The breakfast menu, which runs from opening until 11.30am on weekdays, and until close (usually around 3.30pm) on weekends (they are the only 7 day cafe we know of currently operating in the precise vicinity), is what we had the opportunity to try on our recent Monday morning visit.
It’s an impressive menu that serves as the focus of their cuisine. You can have everything from the simple “Just Eggs” ($9.50) with two eggs and your choice of toast, or their variation of the “Big Breakfast” in the impressively named “The Whole Nine Yards” ($18), which adds bacon, roasted trussed tomatoes, sausage and wilted spinach to the Just Eggs dish.
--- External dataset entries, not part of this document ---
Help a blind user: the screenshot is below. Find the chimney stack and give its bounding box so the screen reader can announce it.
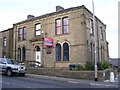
[56,6,64,11]
[27,15,35,20]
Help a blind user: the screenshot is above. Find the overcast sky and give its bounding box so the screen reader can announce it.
[0,0,119,58]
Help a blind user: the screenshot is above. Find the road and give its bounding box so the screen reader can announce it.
[0,75,118,90]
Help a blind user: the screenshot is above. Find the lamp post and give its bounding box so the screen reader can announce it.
[92,0,98,81]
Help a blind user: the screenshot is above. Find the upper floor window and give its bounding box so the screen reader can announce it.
[100,27,103,40]
[56,43,61,61]
[35,23,41,36]
[55,19,61,35]
[62,17,68,34]
[18,28,22,41]
[90,19,93,34]
[0,33,2,46]
[3,37,7,47]
[23,27,26,40]
[63,43,69,61]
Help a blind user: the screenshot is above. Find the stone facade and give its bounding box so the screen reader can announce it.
[1,6,108,67]
[0,28,13,58]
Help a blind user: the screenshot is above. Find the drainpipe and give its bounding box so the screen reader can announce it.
[83,9,89,61]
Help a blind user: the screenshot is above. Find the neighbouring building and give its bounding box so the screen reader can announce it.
[9,5,109,67]
[0,28,13,58]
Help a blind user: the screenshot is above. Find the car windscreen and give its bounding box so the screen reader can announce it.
[6,59,14,64]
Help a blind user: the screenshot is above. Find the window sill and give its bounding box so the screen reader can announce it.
[55,33,69,37]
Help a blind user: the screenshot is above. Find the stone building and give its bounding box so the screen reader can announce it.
[0,28,13,58]
[13,5,108,67]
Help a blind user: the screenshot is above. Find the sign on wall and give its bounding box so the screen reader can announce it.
[44,38,53,46]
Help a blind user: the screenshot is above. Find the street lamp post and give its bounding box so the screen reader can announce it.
[92,0,98,81]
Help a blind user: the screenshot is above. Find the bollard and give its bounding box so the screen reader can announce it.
[110,72,115,82]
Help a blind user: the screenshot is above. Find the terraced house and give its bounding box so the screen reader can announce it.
[5,5,109,67]
[0,28,13,58]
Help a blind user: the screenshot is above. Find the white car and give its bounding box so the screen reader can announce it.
[0,58,26,76]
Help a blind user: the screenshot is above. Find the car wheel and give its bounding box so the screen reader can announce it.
[6,69,12,77]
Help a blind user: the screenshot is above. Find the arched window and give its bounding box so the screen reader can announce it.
[22,47,26,62]
[18,48,21,62]
[56,43,61,61]
[35,46,40,52]
[63,42,69,61]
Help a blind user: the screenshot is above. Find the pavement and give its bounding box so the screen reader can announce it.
[26,74,120,88]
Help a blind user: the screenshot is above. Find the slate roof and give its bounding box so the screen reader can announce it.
[13,5,106,26]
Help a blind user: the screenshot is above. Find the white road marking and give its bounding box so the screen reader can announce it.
[0,81,10,84]
[68,81,79,84]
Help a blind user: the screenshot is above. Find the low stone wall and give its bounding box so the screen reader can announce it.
[27,67,109,81]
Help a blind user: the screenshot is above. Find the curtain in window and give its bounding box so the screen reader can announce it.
[56,44,61,61]
[63,43,69,61]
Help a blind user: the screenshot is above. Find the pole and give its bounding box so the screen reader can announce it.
[92,0,98,81]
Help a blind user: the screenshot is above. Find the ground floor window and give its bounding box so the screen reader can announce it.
[63,43,69,61]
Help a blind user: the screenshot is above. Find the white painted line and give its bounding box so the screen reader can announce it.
[90,83,117,87]
[68,81,79,84]
[0,81,10,84]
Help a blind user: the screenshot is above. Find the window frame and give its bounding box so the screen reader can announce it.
[3,37,7,47]
[90,18,93,35]
[63,42,70,61]
[35,23,41,36]
[55,18,62,35]
[62,17,69,34]
[18,28,23,41]
[55,43,62,62]
[23,27,27,40]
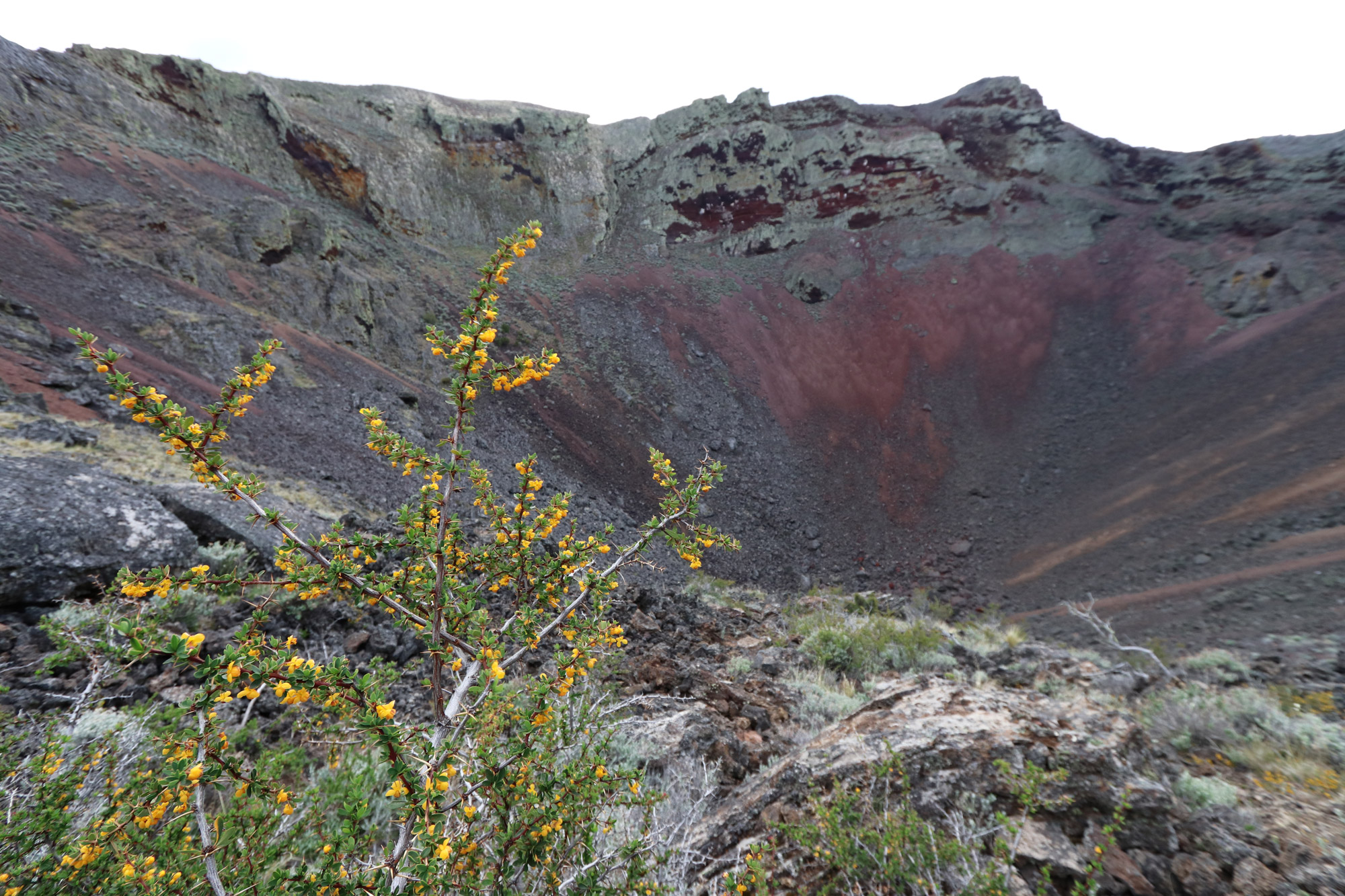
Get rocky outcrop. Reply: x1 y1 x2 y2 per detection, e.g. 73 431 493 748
0 455 196 608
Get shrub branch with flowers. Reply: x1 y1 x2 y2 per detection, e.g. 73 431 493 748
0 222 738 896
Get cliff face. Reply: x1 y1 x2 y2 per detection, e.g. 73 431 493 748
0 42 1345 643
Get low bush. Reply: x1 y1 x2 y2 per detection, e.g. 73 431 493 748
1181 647 1251 685
1142 685 1345 780
0 222 737 896
784 669 868 735
791 610 946 678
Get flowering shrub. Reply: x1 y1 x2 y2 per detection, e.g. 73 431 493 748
0 222 737 896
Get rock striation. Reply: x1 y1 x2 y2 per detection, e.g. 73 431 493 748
0 40 1345 637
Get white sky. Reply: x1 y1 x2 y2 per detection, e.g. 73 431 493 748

Even in the most simple of dishes, the presentation is exquisite and the ingredients are high class. They also offer to present your eggs “63 degree” style, which I haven’t seen on a breakfast menu before (I have had it with a pork belly in the past). This unique process sees your egg slow poached at exactly 63 degrees, which takes some 45 minutes to prepare (thankfully you don’t have to wait as long), and the result are runnier whites with rich yolk that seems to evoke the use of the word “gooey”. It’s impressive to see such an option accompanying even the most basic of dishes, especially in such a busy kitchen.
And that really is what Devon is all about – providing a gourmet experience to even the most casual of diners, at an affordable price; albeit sometimes a few dollars above what you will find at the more run-of-the-mills cafes nearby (as they say, you get what you pay for!).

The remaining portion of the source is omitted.